Berkeley political scientists Joshua Kalla and David Broockman found what looked like flaws in the study’s data, and contacted the study’s senior author, Donald Green, a political scientist at Columbia University who had been their mentor when they were undergrads at Yale University.
In a Q&A in the Chronicle of Higher Education, published today (May 21), Broockman, who just completed his Ph.D. at Berkeley and is headed for an assistant professorship at Stanford University, explained how he and Kalla, a Berkeley Ph.D. candidate, were initially impressed with the study. It showed that when potential California voters had short phone conversations with gay canvassers, they were more likely to express positive feelings about gay people over the next year.

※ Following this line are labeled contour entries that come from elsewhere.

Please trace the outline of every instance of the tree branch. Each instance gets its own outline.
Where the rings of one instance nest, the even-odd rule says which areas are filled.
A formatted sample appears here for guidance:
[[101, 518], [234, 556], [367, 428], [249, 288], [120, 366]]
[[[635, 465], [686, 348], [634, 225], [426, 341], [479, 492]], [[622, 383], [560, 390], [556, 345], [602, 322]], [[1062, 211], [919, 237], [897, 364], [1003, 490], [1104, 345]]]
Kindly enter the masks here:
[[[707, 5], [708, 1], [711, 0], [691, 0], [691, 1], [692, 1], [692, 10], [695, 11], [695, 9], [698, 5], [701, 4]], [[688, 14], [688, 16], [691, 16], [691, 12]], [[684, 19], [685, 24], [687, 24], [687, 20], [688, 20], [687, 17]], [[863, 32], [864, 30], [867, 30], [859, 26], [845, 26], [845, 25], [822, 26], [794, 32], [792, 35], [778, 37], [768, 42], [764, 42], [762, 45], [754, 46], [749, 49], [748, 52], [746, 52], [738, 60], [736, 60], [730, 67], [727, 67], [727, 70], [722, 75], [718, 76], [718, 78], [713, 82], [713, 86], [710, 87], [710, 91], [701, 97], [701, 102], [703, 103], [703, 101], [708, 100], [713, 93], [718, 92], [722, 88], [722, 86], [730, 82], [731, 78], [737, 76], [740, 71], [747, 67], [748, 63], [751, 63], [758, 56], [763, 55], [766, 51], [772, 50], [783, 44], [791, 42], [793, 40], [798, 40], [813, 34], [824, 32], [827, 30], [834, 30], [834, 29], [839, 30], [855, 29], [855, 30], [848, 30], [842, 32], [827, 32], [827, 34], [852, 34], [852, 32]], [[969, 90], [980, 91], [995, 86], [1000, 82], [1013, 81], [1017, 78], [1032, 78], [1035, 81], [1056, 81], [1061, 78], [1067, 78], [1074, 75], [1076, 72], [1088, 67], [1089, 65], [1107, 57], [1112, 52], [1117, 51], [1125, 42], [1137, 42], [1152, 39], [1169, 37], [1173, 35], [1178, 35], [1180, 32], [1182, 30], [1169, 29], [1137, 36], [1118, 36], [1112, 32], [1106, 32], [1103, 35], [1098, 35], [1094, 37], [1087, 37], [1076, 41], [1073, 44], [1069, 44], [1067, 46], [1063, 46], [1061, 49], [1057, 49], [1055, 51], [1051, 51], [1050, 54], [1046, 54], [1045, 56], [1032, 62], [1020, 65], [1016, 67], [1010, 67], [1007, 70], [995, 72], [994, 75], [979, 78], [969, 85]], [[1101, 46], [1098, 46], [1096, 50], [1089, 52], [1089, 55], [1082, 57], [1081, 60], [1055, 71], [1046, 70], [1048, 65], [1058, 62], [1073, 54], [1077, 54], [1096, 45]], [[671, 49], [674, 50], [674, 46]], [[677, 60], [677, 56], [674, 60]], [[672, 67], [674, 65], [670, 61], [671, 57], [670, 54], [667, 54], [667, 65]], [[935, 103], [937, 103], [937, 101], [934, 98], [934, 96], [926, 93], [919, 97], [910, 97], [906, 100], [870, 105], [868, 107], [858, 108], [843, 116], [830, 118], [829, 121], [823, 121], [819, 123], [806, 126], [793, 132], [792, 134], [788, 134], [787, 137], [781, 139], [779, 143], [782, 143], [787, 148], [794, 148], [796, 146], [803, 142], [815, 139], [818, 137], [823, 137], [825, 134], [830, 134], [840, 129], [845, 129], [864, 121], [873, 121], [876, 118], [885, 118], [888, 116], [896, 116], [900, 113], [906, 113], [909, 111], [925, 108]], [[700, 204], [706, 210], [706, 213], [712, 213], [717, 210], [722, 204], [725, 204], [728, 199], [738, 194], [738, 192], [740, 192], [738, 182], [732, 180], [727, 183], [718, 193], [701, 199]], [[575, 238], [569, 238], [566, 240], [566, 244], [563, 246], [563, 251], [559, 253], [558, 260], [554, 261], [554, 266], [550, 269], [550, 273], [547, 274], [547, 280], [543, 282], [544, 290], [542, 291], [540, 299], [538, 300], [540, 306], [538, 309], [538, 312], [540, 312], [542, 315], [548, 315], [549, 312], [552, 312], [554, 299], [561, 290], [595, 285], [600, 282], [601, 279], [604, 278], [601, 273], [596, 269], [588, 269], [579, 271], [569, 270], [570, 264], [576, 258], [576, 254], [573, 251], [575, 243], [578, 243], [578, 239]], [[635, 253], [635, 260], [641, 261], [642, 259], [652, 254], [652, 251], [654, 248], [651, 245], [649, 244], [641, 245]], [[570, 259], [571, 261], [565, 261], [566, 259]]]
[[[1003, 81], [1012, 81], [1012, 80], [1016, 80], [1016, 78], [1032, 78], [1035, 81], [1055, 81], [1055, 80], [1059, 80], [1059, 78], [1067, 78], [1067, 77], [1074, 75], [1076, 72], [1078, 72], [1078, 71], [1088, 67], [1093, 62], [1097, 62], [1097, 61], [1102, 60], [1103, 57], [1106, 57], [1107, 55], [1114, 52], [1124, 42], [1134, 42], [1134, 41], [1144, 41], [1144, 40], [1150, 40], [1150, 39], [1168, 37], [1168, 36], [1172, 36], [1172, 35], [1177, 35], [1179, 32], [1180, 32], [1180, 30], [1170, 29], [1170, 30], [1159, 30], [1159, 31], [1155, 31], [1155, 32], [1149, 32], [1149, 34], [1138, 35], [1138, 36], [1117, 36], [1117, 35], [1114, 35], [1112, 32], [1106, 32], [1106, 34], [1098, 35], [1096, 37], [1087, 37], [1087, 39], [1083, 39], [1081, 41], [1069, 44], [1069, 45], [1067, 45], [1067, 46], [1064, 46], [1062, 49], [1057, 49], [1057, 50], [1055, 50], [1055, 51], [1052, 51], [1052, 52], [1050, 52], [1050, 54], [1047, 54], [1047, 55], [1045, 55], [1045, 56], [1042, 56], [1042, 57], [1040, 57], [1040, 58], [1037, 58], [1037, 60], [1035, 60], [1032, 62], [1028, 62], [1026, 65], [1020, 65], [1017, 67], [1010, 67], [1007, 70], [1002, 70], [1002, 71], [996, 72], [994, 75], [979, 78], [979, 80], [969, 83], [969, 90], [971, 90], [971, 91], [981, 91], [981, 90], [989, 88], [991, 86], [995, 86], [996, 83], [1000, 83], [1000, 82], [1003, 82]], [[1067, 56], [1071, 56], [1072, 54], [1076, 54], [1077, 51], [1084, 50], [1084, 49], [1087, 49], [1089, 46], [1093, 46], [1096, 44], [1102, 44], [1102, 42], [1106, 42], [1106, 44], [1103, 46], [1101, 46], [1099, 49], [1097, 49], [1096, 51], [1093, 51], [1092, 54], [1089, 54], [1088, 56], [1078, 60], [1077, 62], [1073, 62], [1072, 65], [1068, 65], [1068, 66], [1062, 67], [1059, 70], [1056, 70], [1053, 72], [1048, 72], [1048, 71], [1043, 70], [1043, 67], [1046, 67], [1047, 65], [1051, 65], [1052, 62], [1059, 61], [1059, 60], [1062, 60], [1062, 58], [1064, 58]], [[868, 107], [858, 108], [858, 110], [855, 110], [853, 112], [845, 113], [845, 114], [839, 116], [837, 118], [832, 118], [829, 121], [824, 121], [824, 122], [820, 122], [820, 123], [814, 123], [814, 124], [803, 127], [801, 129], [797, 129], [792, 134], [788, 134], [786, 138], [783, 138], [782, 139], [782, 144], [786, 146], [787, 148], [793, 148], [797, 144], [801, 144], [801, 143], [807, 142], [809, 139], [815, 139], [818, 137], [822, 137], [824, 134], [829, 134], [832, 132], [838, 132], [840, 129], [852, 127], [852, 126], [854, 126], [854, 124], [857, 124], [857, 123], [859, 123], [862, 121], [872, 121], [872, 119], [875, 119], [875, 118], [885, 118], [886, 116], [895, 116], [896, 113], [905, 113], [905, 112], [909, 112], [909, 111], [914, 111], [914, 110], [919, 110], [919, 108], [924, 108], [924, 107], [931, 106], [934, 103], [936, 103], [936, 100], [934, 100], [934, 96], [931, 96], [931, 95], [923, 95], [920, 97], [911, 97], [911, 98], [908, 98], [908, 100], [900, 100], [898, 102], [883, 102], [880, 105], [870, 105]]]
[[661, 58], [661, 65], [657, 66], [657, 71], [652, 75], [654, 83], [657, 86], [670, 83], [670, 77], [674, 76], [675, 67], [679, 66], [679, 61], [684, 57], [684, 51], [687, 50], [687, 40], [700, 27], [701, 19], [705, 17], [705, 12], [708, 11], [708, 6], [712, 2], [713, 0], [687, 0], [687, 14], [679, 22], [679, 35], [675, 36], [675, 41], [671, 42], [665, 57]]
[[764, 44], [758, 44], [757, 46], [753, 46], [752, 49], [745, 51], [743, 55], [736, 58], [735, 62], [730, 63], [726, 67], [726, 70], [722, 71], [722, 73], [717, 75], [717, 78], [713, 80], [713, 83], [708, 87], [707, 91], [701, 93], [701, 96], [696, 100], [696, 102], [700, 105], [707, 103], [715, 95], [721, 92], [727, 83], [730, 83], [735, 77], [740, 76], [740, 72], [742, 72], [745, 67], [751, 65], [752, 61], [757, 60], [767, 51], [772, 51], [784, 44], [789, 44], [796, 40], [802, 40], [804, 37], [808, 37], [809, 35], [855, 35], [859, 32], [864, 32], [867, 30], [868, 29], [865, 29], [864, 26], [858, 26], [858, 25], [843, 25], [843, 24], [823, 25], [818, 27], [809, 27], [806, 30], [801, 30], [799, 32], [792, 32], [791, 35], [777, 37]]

The two researchers sought to follow up on the study. But when they tried to extend and replicate it earlier this month, they say, they found irregularities in the study’s data that led them to contact Green, who in turn askedScience to retract the study, co-authored by UCLA Ph.D. student Michael LaCour.
The blog Retraction Watch broke the story on May 20, and dozens of news outlets, including the Washington Postand New York Times, have since reported on the retraction.
Broockman and Kalla plan to continue their research, and are studying the potential for canvassing to increase support for transgender issues in Florida.